Reputation: 31
I am writing a poker program, where two classes I have are a Deck class and a Hand class. The Hand class inherits from the Deck class, so it can use its printGroup method. However, when I compile I get an error that says:
expected class-name before '{' token
referring to the line:
class Hand : public Deck{
Here is the code for the two class headers. Could anyone help me solve this?
//Hand header
#ifndef HAND_H
#define HAND_H
#include <iostream>
#include <vector>
#include "Deck.h"
#include "Card.h"
class Card;
class Hand : public Deck{ //error occurs from this line
public:
Hand(){}
void createHand(std::vector<Card> &, std::vector<Card> &);
};
#endif /* HAND_H */
//Deck header
#ifndef DECK_H
#define DECK_H
#include <iostream>
#include <vector>
#include "Card.h"
class Card;
class Deck{
public:
Deck(){}
void createDeck(std::vector<Card> &);
void printGroup(std::vector<Card> &, int);
void sortDeck(std::vector<Card> &, int, int);
};
#endif /* DECK_H */
Upvotes: 3
Views: 6254
Reputation: 21357
Assuming that @marcog's gut feeling that it is a circular dependency is correct (maybe Card.h includes Hand.h, thereby importing the file Hand.h before getting up to the declaration of the Deck
class), this can be solved by forward declarations.

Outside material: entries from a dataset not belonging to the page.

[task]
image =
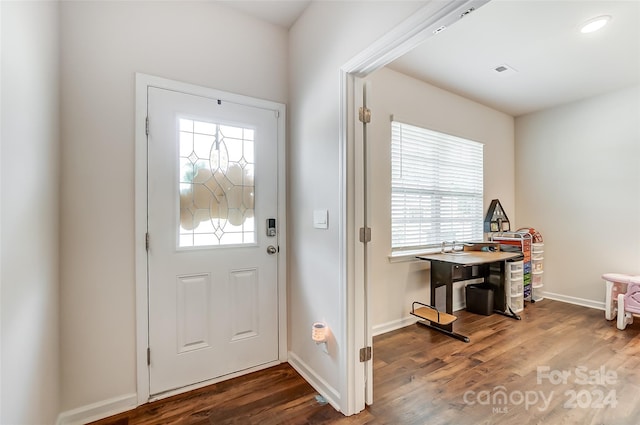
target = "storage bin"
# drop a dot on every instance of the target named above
(516, 288)
(536, 265)
(516, 266)
(479, 298)
(516, 275)
(536, 281)
(537, 246)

I see you already have a forward declaration of the Card
class ("class Card;
"). Therefore, do you really need to #include "Card.h"
? If you remove that include, you can still refer to the class Card
due to the forward declaration, but it may resolve the cyclic dependency.
I usually don't #include
.h files from other .h files in C++ unless I really have to. If you are just referring to a class in another file (by pointer, reference, or putting it in a container like vector), then you can get away with just forward-declaring the class, and physically including the header file from the .cpp file only.